Tan solo la sibila permanecía en silencio. Avanzó sobre su modesto dromedario hasta situarse en la cabecera de la marcha, por delante incluso del patriarca, acompañada por Espuma de Mar, su aprendiz. Estaba inquieta, pero no quería que nadie se diera cuenta. Ella sabía que sus dioses no los protegerían más allá de la Tierra sin Sombra, pues el panteón al que adoraban los nómadas estaba formado por espíritus tan apegados a su tierra como ellos mismos. Atrás quedaban su historia, sus sueños y también los muzimos, los espíritus de sus antepasados. De modo que no contarían con ayuda de ninguna clase cuando se enfrentaran a los guardianes de la diosa. Tendrían que luchar contra aquellos que la apoyaran sin nada de su parte más que su valor, su entrega y el poder de sus armas. Tal vez ni siquiera pudieran contar con la magia en el infierno al que se dirigían.
—¡Adelante, hombres rojos de Deleh! —les gritó–. Debemos dirigirnos hacia el Rompeolas, el lugar donde acaba la Tierra sin Sombra y comienzan los Reinos Negros. Allí es donde, hace siglos, estaba el límite del mar de África y allí se encuentra ahora la serpiente del caos, erigiendo su nuevo imperio. ¿Estáis conmigo?
Los nómadas aullaron. Levantaron sus espadas y dejaron que la bruja los guiase sin preguntar cuántos de ellos regresarían de la aventura.
La sibila se acercó a Diente de Tiburón y puso en su mano un pergamino agrietado, amarillento por siglos de antigüedad.
—Te corresponde a ti liderarlos a todos —le dijo con voz firme—. Deberás usar esto: se llama el Mapa Perpetuo. En él están dibujadas todas las rutas del mundo para quien sepa interpretarlas.

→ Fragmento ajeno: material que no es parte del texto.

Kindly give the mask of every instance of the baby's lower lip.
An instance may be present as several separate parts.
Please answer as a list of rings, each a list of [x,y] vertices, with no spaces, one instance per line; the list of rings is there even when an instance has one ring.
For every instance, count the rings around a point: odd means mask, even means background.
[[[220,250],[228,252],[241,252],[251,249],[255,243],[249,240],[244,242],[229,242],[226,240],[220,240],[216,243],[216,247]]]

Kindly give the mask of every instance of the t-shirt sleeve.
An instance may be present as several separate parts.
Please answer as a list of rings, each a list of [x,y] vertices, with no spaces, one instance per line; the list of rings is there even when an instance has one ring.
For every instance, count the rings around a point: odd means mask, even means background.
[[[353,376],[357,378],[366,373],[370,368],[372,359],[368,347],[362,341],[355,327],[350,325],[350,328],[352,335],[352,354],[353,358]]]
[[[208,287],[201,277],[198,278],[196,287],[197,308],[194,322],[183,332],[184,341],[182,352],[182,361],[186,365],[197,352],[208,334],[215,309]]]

El patriarca deshizo el nudo que cerraba el pergamino. El viejo papel crujió como si fuera a romperse. Ante sus ojos apareció dibujada en negro la gran espiral que conformaba el símbolo de Jhebbal Sag, el mismo que los zerzura grababan en la frente a sus hijos el día en que pasaban su prueba de madurez. Pero aquello no era un mapa, ¿cómo iba a encontrar una ruta en una espiral?
Ocurrió entonces que su mirada empezó a aclararse y las líneas cobraron un nuevo sentido, como si se movieran por sí solas. Como si empezaran a dibujar relieves, caminos y fronteras. Miró hacia el límite superior y adivinó el contorno del mar, con la ciudad de Baal Azur y las islas que gobernaban los piratas. Miró hacia abajo y encontró la selva más profunda, con grandes macizos montañosos, ríos de cauces abundantes, valles olvidados y reinos de una riqueza sin igual. Cualquiera de sus pensamientos se convertía en un trazo complejo y detallado de alguna región, no solo las que él conocía, sino también aquellas en las que no había estado nunca.
Observó aquella cosa con una expresión horrorizada, pero al mismo tiempo se sintió atraído por un poder semejante.
—¿Dónde… dónde has conseguido esto, mujer?
La sibila sonrió con la cabeza baja.
—Espero que valga la pena… Un antiguo dios de los Reinos Negros me entregó este objeto y aseguró que se trataba de un tesoro mágico… pero me prohibió utilizarlo por mí misma. Según dijo, debía entregárselo a alguien digno de convertirse en caudillo. ¿Serás capaz tú de asumir esa responsabilidad?
Diente de Tiburón asintió. Miró detenidamente el mapa y comprendió al instante por dónde debían ir. Tuvo la imagen completa en su cabeza: sendas, cauces resecos y muchos accidentes más.
Volvió a atarlo y lo guardó en su alforja.